Thursday, December 4, 2008

For the last time...The Wii is more powerful than the Xbox


Two years later and this is still a debate? Do the people arguing the xbox's superiority over the Wii even understand the tech of which they speak? Short answer...hell no. The fact that most developers are putting forth subpar efforts on Wii has nothing to do with the power of the system.

Here is a funny fact for you all. The gamecube was more powerful than the Xbox. Did you miss that? I said... THE GAMECUBE IS MORE POWERFUL THAN THE XBOX. The tech wizards at Factor 5 even stated that the GC had the most powerful general purpose cpu ever in a console in 2002. They stated that the Gamcube CPU was every bit as fast as a 733mhz pentium III(an Xbox) and even exceeded it in key areas.

http://cube.ign.com/articles/086/086984p1.html

The Gamcube was a beast in 2002.

Perception and bottlenecks kept the Gamecube from being the monster it could have been. There was this perception that the GC was even less powerful than even the PS2 because of the conservative spec numbers released by Nintendo as opposed to what Sony and Microsoft were touting with the PS2 and Xbox respectively. Nintendo stated the Gamecube was capable of 6-12 million polygons per second which was easily attainable on the system and perhaps a little to conservative considering a launch game for the system made in a mere 9 months were running at 12-15 million at 60 frames per second. Sony claimed the ps2 was capable 75 million which was actually 75 million "Raw" meaning it could not be achieved in-game and were essentially fake numbers that failed to calulate textures, lighting,framerate, colors...you know...things that make up a game lol. Microsoft did the same, claiming the original Xbox could do 120 million when that was a raw number as well. Which is even funnier is that if you look at the spec shet for the Xbox 360 you'll see that 120 million poly number back again except this time it's real time and not made up unrealistic raw number bs.

The truth is that for its' time, the Gamecube was a polygon monster. Didn't any of you find it odd that Rogue Leader a 2003 Gamecube title is running at double the amount of polys and double the amount of framerate of the best looking Xbox titles? It can be your opinion that Xbox had the best looking games of last generation but they certainly were not the most hardware taxing. Rogue leader could not run on the Xbox in it's current current form. F-zero GX could not run on Xbox in it's current form.

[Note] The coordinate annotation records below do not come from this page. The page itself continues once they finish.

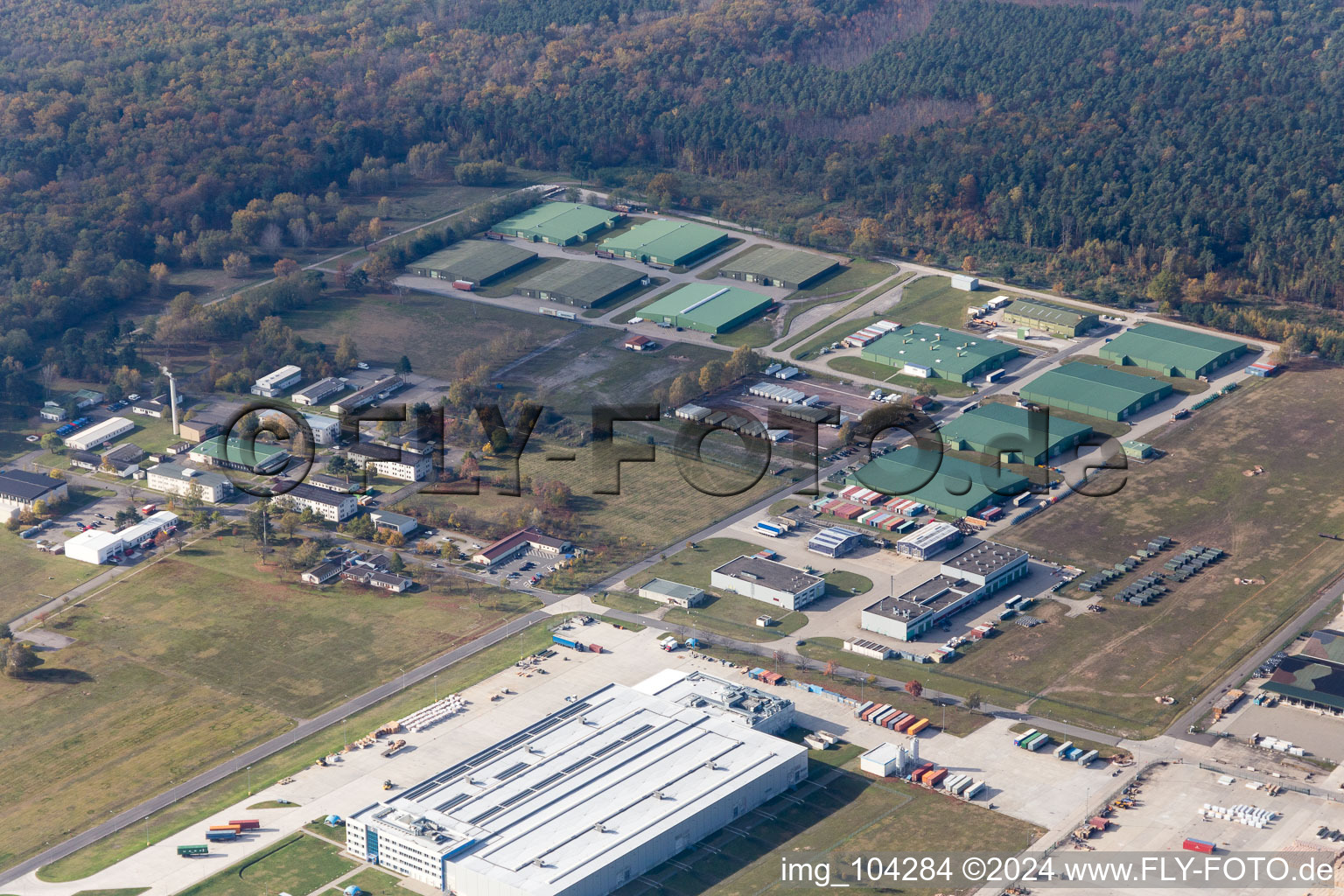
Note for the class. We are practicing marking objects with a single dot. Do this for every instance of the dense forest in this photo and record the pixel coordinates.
(1180, 150)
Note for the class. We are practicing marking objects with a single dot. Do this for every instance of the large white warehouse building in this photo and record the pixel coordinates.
(588, 798)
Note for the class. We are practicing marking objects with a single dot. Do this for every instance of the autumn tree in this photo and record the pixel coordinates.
(237, 265)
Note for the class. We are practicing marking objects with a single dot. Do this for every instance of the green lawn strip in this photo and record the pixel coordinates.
(1103, 751)
(298, 864)
(228, 792)
(845, 584)
(712, 270)
(734, 615)
(831, 321)
(626, 602)
(371, 880)
(692, 566)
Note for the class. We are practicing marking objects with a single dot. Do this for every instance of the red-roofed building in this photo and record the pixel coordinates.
(522, 540)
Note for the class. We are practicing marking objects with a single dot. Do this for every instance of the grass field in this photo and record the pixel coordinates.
(429, 329)
(230, 790)
(860, 367)
(32, 575)
(654, 509)
(371, 880)
(835, 808)
(626, 602)
(197, 657)
(1103, 670)
(298, 864)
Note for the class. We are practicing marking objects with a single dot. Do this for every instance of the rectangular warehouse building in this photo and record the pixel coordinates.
(588, 798)
(957, 488)
(474, 261)
(965, 579)
(707, 308)
(666, 242)
(1095, 389)
(559, 223)
(581, 284)
(1013, 434)
(92, 437)
(772, 266)
(924, 349)
(1050, 318)
(1172, 351)
(767, 580)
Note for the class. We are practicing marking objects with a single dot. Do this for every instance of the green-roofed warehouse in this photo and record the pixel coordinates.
(924, 349)
(559, 223)
(1005, 431)
(582, 284)
(958, 488)
(666, 242)
(707, 308)
(472, 260)
(1095, 389)
(1172, 351)
(1050, 318)
(789, 268)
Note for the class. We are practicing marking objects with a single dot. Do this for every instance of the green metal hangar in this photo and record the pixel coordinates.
(922, 349)
(581, 284)
(472, 261)
(1005, 431)
(559, 223)
(666, 242)
(1048, 318)
(707, 308)
(1095, 389)
(773, 266)
(958, 488)
(1172, 351)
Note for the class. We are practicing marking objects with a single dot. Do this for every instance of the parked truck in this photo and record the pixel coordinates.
(567, 642)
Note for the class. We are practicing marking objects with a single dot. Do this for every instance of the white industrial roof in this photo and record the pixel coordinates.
(278, 375)
(92, 540)
(929, 535)
(150, 522)
(581, 788)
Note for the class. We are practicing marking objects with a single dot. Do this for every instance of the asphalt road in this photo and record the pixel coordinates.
(268, 748)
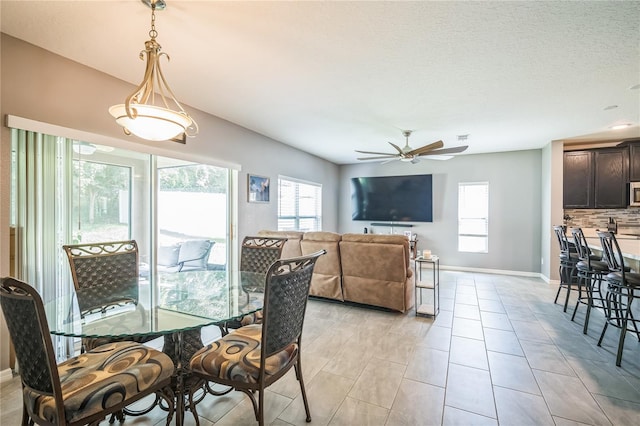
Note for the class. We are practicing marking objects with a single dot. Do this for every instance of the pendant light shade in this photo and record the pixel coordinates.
(152, 111)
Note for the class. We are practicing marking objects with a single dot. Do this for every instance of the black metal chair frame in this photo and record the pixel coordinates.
(621, 292)
(285, 301)
(105, 273)
(257, 254)
(25, 316)
(568, 261)
(590, 270)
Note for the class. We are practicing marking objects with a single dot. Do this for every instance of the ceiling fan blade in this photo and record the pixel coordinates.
(373, 152)
(430, 147)
(391, 156)
(389, 160)
(437, 157)
(397, 148)
(453, 150)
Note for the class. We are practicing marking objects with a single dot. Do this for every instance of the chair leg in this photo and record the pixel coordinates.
(298, 369)
(588, 314)
(559, 286)
(581, 281)
(566, 300)
(623, 332)
(261, 407)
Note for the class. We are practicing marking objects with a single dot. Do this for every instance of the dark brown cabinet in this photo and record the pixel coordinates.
(634, 162)
(596, 178)
(578, 180)
(611, 175)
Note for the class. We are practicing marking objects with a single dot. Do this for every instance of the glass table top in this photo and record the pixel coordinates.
(185, 301)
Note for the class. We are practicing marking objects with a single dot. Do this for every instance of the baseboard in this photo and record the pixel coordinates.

The best looking games on Xbox either:

-ran at 30 frames or less
-had very limited geometry
-limited color pallete

or most time... all of the above.

There is a reason for that. The GC could display more on screen at a time and at a better framerate to boot. This is why Xbox developers had to rely on shaders and normal maps to make things appear more detailed than they really were. A game like Metriod Prime has far more detailed well...everything than a game like Halo 2 and if you believe otherwise is because you don't understand the purpose of a normal map. Developers use normal mapping and shaders so that they can use less polygons in their models...not more. That is part of what makes games like Metriod Prime 3 and Super Mario Galaxy so impressive is because they use next to no normal mapping or shader effects and still look excellent.

Shader effects are possible on the Wii as evident in games like the up and coming The Conduit. However, unlike on systems like the xbox and xbox 360, these effects must be built from scratch and add a large hit to the systems performance. The Wii uses the TEV Unit for it's texture combining "shader" effects and the more stages they use the more it eats into hardware performance. The use of shader effects on the xbox and xbox 360 come at pretty much a zero hit on performance on those systems. They basically get shader effetcs "for free" so to speak. The fact that The Conduit has been known to pass for a 360 title at first glance, all while taking a huge performance hit because of the mandantory custom shader effects is a testiment to howe powerful the little white box is. The xbox cannot handle the visuals the way Wii the Wii is forced to (custom).

The Wii also has no harddive to help with texture streaming it wouldn't otherwise be capabale of.( I'm looking at you doom 3 and halflife2 on xbox). The GC's lack of disk space also put a damper on what could have been regarding the gamecube's graphics potential. Developers were forced to compress textures resulting in lesser quality. Wii however does not have this problem. It is more powerful than the Xbox is every area. It may be easier for the Xbox to create shaders but that doesn't change the fact that the Wii is a more powerful system and also doesn't change the fact that pixel and vertex shader effetcs are possible on the Wii platform if developers simply take the time.

The power is there. It's up to developers to make use of it. Let's hope that High Voltage Software and Factor 5 aren't the only dev teams interested in the potential of the Wii's while not bleeding edge...very capable hardware which happens to be quite a bit more powerful than the Xbox.